To identify regions in the Andean genome absent in the Mesoamerican one, we mapped the BAT93 genomic Illumina reads into the G19833 genome. Reads were aligned with BWA-mem v0.7.12 [106] using default parameters. Read coverage was computed for each base in G19833 (i.e., the number of reads overlapping a given base). We found 10,193 regions ranging from 1 to 1130 kb with continuous zero coverage. These regions contained 314 genes and were distributed equally across all chromosomes and some unplaced scaffolds.

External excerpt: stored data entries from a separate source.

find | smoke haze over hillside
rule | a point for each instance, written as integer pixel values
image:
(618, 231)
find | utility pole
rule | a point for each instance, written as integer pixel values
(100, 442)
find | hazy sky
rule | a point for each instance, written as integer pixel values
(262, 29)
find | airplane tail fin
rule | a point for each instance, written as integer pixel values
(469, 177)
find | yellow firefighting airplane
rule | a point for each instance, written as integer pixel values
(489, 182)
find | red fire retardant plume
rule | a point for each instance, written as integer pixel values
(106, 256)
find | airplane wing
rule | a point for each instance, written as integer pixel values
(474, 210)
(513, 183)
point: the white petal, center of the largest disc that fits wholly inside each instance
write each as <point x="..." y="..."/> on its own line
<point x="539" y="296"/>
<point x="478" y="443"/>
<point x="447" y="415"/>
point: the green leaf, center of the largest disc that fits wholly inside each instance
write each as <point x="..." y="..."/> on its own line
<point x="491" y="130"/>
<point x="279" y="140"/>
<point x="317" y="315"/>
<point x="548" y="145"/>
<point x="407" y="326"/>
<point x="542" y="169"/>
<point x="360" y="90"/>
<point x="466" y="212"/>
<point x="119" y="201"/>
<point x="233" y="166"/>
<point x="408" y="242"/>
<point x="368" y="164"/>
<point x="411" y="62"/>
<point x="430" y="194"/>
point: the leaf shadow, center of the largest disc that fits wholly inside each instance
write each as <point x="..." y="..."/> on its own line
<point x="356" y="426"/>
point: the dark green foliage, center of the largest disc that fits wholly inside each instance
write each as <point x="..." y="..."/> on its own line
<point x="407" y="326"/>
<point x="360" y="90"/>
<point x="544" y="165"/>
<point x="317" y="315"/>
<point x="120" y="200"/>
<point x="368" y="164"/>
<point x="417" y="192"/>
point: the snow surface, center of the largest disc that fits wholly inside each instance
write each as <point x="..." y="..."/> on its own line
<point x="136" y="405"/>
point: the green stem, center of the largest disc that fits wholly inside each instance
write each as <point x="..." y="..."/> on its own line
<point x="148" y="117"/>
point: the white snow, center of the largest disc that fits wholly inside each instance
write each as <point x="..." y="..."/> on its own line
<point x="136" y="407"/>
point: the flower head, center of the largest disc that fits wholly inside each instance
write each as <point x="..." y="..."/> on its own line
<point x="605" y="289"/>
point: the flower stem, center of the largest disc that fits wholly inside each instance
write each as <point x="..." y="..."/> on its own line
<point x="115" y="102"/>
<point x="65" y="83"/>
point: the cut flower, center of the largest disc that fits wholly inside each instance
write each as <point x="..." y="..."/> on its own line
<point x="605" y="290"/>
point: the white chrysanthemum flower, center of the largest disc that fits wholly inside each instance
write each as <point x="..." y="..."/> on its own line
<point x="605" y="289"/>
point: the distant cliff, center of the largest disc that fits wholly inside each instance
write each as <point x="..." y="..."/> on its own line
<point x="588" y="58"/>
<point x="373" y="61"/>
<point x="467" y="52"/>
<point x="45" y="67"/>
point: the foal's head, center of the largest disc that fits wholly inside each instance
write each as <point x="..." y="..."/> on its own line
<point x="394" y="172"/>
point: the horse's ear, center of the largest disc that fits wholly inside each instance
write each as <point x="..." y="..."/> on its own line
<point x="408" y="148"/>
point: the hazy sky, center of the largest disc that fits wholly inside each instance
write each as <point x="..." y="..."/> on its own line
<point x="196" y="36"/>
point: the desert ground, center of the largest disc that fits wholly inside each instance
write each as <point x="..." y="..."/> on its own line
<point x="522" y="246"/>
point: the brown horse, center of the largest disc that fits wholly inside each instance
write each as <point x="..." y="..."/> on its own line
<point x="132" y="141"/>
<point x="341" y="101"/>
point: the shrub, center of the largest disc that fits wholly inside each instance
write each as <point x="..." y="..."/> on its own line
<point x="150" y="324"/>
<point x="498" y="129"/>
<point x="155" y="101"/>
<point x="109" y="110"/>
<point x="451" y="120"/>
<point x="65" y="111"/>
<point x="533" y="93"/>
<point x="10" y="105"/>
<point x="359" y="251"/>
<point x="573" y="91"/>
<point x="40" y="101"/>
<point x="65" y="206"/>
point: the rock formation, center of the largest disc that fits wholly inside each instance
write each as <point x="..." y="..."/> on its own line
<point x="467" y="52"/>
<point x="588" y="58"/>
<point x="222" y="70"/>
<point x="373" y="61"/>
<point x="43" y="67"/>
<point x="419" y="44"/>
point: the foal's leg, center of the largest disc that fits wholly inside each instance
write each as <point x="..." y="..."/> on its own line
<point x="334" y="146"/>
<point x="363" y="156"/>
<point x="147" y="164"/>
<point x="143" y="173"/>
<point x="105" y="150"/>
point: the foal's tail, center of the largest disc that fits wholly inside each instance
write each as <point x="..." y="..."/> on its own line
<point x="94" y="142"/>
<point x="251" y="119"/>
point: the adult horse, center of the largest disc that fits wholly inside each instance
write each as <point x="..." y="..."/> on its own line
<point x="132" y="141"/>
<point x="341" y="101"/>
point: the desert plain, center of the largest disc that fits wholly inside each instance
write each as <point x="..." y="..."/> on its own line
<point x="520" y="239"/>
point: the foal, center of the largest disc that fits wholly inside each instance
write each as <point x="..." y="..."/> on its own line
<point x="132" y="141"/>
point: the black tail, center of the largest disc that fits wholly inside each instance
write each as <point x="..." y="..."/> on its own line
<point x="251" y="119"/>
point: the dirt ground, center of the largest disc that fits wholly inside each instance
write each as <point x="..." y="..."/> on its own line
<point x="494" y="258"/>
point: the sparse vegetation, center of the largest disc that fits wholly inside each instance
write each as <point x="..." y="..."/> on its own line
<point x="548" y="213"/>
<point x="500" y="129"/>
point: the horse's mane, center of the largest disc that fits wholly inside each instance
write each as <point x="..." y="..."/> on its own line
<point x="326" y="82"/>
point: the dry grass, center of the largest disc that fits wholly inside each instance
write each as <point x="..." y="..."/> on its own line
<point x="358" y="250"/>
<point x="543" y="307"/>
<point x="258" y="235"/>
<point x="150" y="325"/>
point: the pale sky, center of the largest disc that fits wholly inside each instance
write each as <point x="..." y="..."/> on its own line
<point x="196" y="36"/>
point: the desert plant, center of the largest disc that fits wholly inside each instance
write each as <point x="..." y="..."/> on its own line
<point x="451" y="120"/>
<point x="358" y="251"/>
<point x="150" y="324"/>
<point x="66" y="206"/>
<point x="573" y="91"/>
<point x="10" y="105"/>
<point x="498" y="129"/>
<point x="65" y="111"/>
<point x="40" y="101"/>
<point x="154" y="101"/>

Single-gene trees from BAT93 phylomes were scanned to detect and date duplication events using a previously described algorithm [26]. Duplications events were assigned to four different relative evolutionary periods: basal to P. vulgaris, basal to legumes, basal to rosids, and basal to the split of rosids and asterids. Only events including the seed protein of each gene tree were considered for downstream analyses. Expression data for pairs of duplicated bean proteins together with their assigned relative age were used for computing the PCC and the TEC scores. The number of paralogous sequences to the seed protein of each single tree was also computed. The mean coefficient of variation (CV) for the expression data was computed grouping proteins according to the number of paralogs detected. Finally, speciation events detected for single-gene trees in the BAT93 phylome were used to date bean proteins. The furthest orthologous sequence, according to the previously mentioned ages, was selected as the age of each seed protein. We dated 24,098 proteins (~79 %) using this approach. For the remaining proteins, the relative age was assigned after detecting the most distant homologous sequence among the BLAST results. In this particular analysis, the limit of 150 sequences was ignored.

Data availability

Raw sequence reads and quality scores were deposited in the Sequence Read Archive (SRA) of the National Center for Biotechnology Information (NCBI). Primary accession numbers: PRJNA221782 (BioProject ID); SRS488731 (genomic 454, SOLiD and HiSeq reads); SRS488023, SRS488025, SRS489191-255 (GBS HiSeq reads); and SRS498664, SRS498673-76, SRS498904-933 (RNA-Seq HiSeq reads). The P. vulgaris BAT93 genome assembly is available at NCBI Whole Genome Shotgun database under accession number LPQZ00000000. Additionally, unmasked sequence data and annotations are available at the CoGe database (https://genomevolution.org/CoGe/SearchResults.pl?s=20365) under Genome ID 20365. The BAT93 genome and transcriptome can be accessed and browsed at http://denovo.cnag.cat/genomes/bean. The entire set of the linkage groups with anchored markers can be viewed at http://phasibeam.crg.eu/wiki/LinkageGroups. All phylogenetic trees and alignments of the three P. vulgaris phylomes are publicly available through phylomeDB (http://www.phylomedb.org/, phylome ids 8, 9, and 10).

Ethics approval

Ethics approval was not required for the study.